Türklerin Almanya’daki 56 yıllık serüveni, Nebil Özgentürk’ün gözünden izleyiciyle buluşuyor. İlk gösterimini 20 Ocak’ta Köln’de yapacak olan “Almanya’ya Göçün Hatıra Defteri” belgeselini Nebil Özgentürk ile konuştuk

“Onlara artık gurbetçi demiyorum”

MELTEM YILMAZ

Türklerin Almanya’daki 56 yıllık serüveni, Nebil Özgentürk’ün gözünden izleyiciyle buluşuyor. İlk gösterimini 20 Ocak’ta Köln’de yapacak olan “Almanya’ya Göçün Hatıra Defteri” belgeselini Nebil Özgentürk ile konuştuk

Bu belgeselin fikri nasıl oluştu?

Bizim Almanya’daki 56 yıllık tarihimizi hiç kimse anlatmadı bugüne kadar. Buradan giden insanların kurduğu vakıf ve dernekler vasıtasıyla aslında harekete geçtim diyebilirim. Amacımız “Göçün Hatıra Defteri”ni çıkarmaktı. Belgeselimizin toplamda 55 kahramanı var. İlk kahramanımız 61 işçi göçü ile gidenlerden biri. Son kahramanımız da orada yaşayan bir lise öğrencisinin hikayesi.

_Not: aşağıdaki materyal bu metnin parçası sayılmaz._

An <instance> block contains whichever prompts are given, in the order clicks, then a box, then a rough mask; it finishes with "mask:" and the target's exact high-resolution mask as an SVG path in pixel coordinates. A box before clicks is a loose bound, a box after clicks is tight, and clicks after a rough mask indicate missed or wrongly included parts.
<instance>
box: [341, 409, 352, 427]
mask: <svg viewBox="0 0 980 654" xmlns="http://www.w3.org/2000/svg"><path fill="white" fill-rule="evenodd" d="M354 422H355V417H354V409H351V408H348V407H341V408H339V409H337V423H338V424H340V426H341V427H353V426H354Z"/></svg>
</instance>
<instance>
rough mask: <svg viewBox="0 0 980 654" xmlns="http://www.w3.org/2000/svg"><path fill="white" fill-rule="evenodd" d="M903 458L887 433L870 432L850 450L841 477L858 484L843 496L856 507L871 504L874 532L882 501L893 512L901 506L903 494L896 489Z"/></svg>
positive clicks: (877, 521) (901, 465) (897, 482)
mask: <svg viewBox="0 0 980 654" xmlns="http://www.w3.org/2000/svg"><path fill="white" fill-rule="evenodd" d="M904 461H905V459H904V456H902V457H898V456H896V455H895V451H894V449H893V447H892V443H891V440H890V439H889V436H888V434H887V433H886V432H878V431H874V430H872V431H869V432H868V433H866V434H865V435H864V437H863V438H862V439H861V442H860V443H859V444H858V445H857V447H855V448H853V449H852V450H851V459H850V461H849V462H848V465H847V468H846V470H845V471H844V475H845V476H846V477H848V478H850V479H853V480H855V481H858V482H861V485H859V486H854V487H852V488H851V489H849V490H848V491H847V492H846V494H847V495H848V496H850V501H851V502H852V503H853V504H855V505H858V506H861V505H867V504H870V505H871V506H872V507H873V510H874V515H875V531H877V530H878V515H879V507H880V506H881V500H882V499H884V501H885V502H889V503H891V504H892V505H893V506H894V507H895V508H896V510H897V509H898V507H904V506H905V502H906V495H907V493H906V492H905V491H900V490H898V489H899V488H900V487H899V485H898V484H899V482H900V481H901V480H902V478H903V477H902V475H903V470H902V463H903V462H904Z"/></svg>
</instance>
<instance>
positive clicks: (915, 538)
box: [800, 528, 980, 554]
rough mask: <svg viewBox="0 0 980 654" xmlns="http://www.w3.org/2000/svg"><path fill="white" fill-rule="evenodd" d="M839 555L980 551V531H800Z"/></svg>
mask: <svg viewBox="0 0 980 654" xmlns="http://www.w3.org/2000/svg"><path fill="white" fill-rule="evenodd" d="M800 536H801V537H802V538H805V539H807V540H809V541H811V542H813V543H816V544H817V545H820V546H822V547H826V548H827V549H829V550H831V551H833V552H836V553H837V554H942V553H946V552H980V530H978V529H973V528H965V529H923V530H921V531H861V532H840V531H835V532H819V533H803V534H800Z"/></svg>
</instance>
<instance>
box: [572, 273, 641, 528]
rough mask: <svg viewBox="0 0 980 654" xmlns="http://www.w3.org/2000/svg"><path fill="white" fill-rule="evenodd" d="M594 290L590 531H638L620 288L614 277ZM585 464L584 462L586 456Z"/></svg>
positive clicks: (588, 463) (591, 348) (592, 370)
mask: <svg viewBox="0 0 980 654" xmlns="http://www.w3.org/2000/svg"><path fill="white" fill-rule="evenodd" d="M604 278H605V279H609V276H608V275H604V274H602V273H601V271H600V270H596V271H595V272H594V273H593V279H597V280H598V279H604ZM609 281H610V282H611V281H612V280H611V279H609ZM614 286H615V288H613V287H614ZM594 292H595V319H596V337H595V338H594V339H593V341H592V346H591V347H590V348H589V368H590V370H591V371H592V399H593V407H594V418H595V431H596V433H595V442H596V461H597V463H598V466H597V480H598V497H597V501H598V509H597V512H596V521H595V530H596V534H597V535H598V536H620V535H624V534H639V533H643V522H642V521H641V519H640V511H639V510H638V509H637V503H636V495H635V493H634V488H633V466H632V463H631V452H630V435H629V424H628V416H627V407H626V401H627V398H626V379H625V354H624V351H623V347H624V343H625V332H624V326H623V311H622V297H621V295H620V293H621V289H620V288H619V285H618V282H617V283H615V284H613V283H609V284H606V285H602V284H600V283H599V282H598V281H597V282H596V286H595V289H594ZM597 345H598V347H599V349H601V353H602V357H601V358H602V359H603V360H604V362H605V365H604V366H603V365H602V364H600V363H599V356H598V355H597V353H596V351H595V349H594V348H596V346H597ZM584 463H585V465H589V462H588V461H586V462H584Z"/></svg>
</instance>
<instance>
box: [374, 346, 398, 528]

» Daha önce farkında olmadığınız neyi fark ettiniz bu belgeseli çekerken?

İlk nesil çok acılar çekmiş. “Evladım” diyor, 61’ de giden biri, “O kadar acı çektik ki, işten çıkıp, bir yemek yemeye gittiğimiz zaman tavuk isteyeceğiz, tavuk hareketi yaptık, çünkü dil bilmiyorduk, dil öğrenmeye mecalimiz yoktu” diyor. Bütün bu ilk gidenlerin trajedisine baktığımız zaman yemeden, içmeden, kültürel hayata, sokağa takılmadan yaşayan insanlar grubu görüyoruz. Ve pek çok filmde de konu olduğu gibi bir süre sonra karı-koca, çoluk-çocuğa karışma hallerinde de sanmayın ki bir Almanya’daki, Berlin’ in sokağındaki bir Alman PTT işçisi gibi, memur gibi yaşasınlar. Hayır! Sadece para biriktirmek üzere yaşıyorlar. Ama yine de pek çoğu “ben burada gömülmek istiyorum” diyor. Üçüncü nesil ise artık kendini tamamen Alman hissediyor. “Burası bizim vatanımız” diyor. Bir Alman vatandaşı olarak, aidiyet duygusu ile. Bir Alman düşmanlığı söz konusu değil artık. 1971’de Almanca slogan vardı “Türkler dışarı!” diye. Artık bunlar günümüzün dünyasında Almanya’da çok zor.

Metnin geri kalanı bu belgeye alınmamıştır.